Lacking the traditional 15- and 20-year deals of the past, project developers — their banks and other lenders — will need to get “a lot more innovative in fundraising,” Feer said. The decline in long-term take-or-pay contracts that locked in buyers and protected project developers favors new projects backed by oil and gas majors and other companies with strong balance sheets, he said.
The shift away from long-term, rigid contracts with high-quality, creditworthy customers means project financing will have to adapt to the changes. “With the delay in project FIDs (final investment decisions), no sponsors have attempted to test the shifting market and based a multibillion-dollar project financing mostly on shorter-term contracts for offtake/tolling from sub-investment grade companies,” said a March report from Poten & Partners. “It is unclear how much flexibility there would be in liquefaction project financings to adapt to this change.”
INVESTMENT DECISIONS NEEDED FOR 2020s
And what if demand catches up with supply and new LNG projects are needed in the 2020s? “FIDs are falling off the cliff,” Chandra warned, referring to the multibillion-dollar, years-in-advance commitments needed to build new supply. “A few years from now, we will all be suffering because we will not have enough supply.”
Feer shared the same concern over a lack of investment decisions for new projects to come online in the 2020s.

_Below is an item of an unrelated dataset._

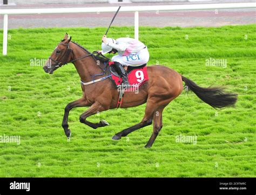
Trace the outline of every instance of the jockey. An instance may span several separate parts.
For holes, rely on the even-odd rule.
[[[102,41],[102,50],[98,52],[102,54],[118,52],[118,54],[114,55],[111,60],[123,79],[122,84],[129,86],[127,73],[123,66],[138,66],[146,64],[149,59],[146,46],[139,40],[127,37],[114,40],[104,35]]]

Fulwood sees the next FIDs for new supply in the 2020s coming from Golden Pass in Texas, a partnership between ExxonMobil and Qatar Petroleum; an Anadarko-led project in Mozambique; and Qatar adding to its LNG-making capacity to protect market share. The three combined would add about 10 percent to the world’s LNG supply volume.
Market share is important to Qatar, especially since it is expected to lose its title as the world’s largest LNG producer to Australia before the end of the decade. “The incumbents are not just going to walk away and let the new players take it,” Chandra said.
In addition to supplying new demand, there is opportunity in the marketplace to win over buyers as their long-term contracts expire in the 2020s, Feer said. More than half of the world’s contracted supply is due to expire by 2030. “There is a tremendous amount of competition for that volume,” he said.
“We’re at the beginning of this process of market restructuring,” Feer said. “Buyers are faced with many choices, maybe too many.”
So many supply choices, contract options and pricing terms present their own problems, Goncalves said. “Some buyers are paralyzed by market uncertainty and the array of commercial options.”
And even before their contracts expire, several buyers are looking to renegotiate better terms. “We see a lot in Asia, companies with 10 years left [in their contract) going to their suppliers and trying to get any benefit they can,” Feer said.
That could include taking more cargoes or extending the contract term in exchange for lower prices, Goncalves said.
For China, future demand will depend in great part on its progress in turning away from coal toward cleaner-burning gas, Chandra said. “Coal-fired generation is just not the way to go. I think the Chinese get that.”
For Japan, the variables are coal and also a return to nuclear power, said Toyoshi Matsumoto, of Osaka Gas. A recent court decision is expected to speed up the decision process on reopening nuclear reactors that have been closed since the 2011 Fukushima meltdown, he said. Of the country’s 52 reactors that operated before the shutdown, 14 will be decommissioned, 17 are waiting for a decision, and 21 have applied for permission to restart — and of those, only three have restarted.
As to the country’s future with coal-fired generating plants, Matsumoto said there’s a conflict between the Ministry of the Environment and the Ministry of Economy, Trade and Industry. LNG, in particular U.S. LNG, needs to be low-priced to be competitive in Japan’s fuel decisions, he said.